The primary function of the software is to further process the input signals on the ADC and display the signal on the screen for the user to see. It also detects heartbeats and displays the instantaneous heart rate. Smaller details include a beat counter that displays the number of beats on the upper right corner of the screen, as well as a waiting for signal message when the system detects an uncharacteristic signal or upon startup. The code was written using MPLAB v3.05 IDE, and used Protothreads C-structure to easily and efficiently permit multiple simultaneous threads. Furthermore, to maintain processor speed and efficiency, most of the arithmetic uses fixed-point math and bit shifting for multiplication and division. This is important to allow for rapid calculation and plotting at the rate required for smooth signal viewing in this case, the thread runs 200 times per second. The tradeoff here is that to maintain the ability of using bit shifting, especially, you must do all multiplication and division by powers of two, which can sometimes result in an approximated answer instead of an exact answer. However, the benefit of speed and efficiency outweighs the mathematical challenge and compromises.
Besides necessary initialization code to set up the TFT and ADC, the code is broken into two primary sections. Firstly, functions to fill various stacks of data for processing are written to be called by the TFT thread. The TFT thread reads the ADC, stores data points, and performs digital signal processing (DSP) on the raw data input to produce a signal for displaying and beat detection.
All of these functions fill a stack, and then proceed to push values into the stack, such that the newest value is the last value in the stack array, and the oldest is removed from the stack. Individually, it is important to understand when each of these stack functions are used before understanding the functionality of the DSP and algorithmic procedures of the TFT thread.
The function push_input stores 256 values of raw data input.
The function push_output stores 256 values of band-pass filtered input data. In other words, it is the raw signal filtered. Data is called from this output stack to plot on the TFT display.
The function push_deriv stores 256 values of filtered (output) data differences, which approximate a derivative. This data is further processed in order to detect heartbeats.
The function push_detect stores 256 values of the further processed differences to be used in the conditional algorithm for beat detection.
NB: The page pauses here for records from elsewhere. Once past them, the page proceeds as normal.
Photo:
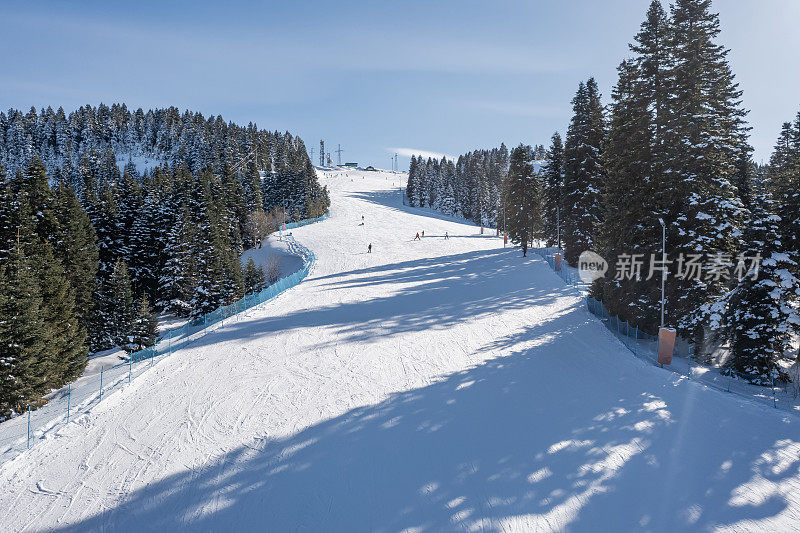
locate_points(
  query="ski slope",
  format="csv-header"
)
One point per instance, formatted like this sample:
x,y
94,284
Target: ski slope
x,y
430,385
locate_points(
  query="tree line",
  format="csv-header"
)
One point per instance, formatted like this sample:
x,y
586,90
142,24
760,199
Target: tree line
x,y
471,187
89,252
672,146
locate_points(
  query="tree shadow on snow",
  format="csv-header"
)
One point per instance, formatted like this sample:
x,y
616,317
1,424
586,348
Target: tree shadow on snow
x,y
511,439
439,292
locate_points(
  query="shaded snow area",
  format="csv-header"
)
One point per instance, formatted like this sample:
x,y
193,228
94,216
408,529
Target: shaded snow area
x,y
430,385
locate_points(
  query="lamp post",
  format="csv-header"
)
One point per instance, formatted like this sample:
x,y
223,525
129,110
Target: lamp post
x,y
558,227
663,264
The function push_time stores 2 time values. These time values are used to calculate the instantaneous heart rate.
The other major part of the program, the TFT thread, uses these functions to process the incoming signal and display it on the screen along with the heart rate and beat counter. The functional order of the thread is as follows:
Read the ADC
Store the ADC value in the input stack
Perform an 8-sample average (low pass filter)
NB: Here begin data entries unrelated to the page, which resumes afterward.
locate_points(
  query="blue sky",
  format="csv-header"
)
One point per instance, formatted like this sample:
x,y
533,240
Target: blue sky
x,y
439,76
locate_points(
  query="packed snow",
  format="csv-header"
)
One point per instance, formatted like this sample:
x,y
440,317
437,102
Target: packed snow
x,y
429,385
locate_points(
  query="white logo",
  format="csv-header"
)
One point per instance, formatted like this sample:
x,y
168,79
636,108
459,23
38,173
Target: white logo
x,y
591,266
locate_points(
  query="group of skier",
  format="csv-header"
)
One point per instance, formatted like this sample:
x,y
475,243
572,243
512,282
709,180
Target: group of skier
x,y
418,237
Perform a full-stack (256 sample) average and subtract this value from the low pass filter average
Store the difference of the averages in the output stack
o This marks the end of the signal processing for displaying
Take the difference between the most recent samples that are 4 samples apart (current sample and 4 samples ago)
Store the difference value into the derivative stack (push_deriv)
Take a second derivative (another difference), but this time of the values stored in the deriv stack and only between the last two recent samples
Store this value into the detect stack (push_detect)
Define threshold and enter conditional statements (threshold condition and time condition) that, when true, perform the heartrate algorithm and visual detection cue
Plot the data by defining a TFT y-position over a thread-incremented x-position (x-position scrolls and loops with time and the space directly in front of the current x-position is cleared for new plot points)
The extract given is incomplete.